Results of Experiment 1. Participants’ mean of the achromatic adjustment point (A, Facial expression condition; B, Banana condition). Each gray points show individual data. Error bars represent the standard error of the mean.
Figure 3.
 
Results of Experiment 1. Participants’ mean of the achromatic adjustment point (A, Facial expression condition; B, Banana condition). Each gray points show individual data. Error bars represent the standard error of the mean.
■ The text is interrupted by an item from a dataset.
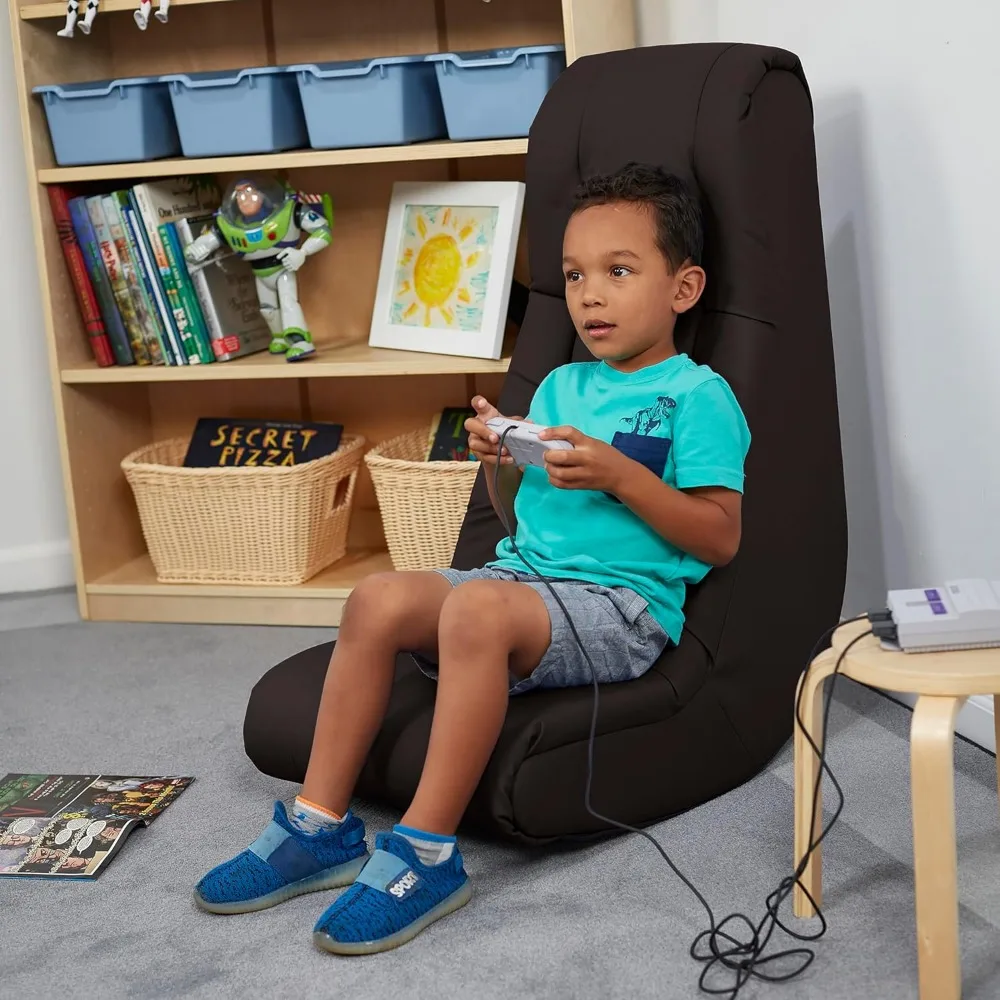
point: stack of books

Contrary to this, in Figure 3B, the achromatic adjustment ratio of the banana (−1.16 ± 0.21) significantly shifted in the opposite color direction (t[12] = −5.561, p < 0.002, Cohen's d = −1.542). This finding suggests that the banana is shifted more in the opposite color direction than the neutral gray and supports previous studies reporting that the achromatic adjustment point of bananas was farther than the subjective achromatic adjustment point (defined as the achromatic adjustment point of a control image such as a noise disk) in the opposite color direction (Hansen et al., 2006; Olkkonen et al., 2008). Our results are similar to those of previous research, where bananas with slightly opposite colors (slightly bluish) were judged to be grayer than bananas with the same chromaticity as the background color (Witzel, 2016). 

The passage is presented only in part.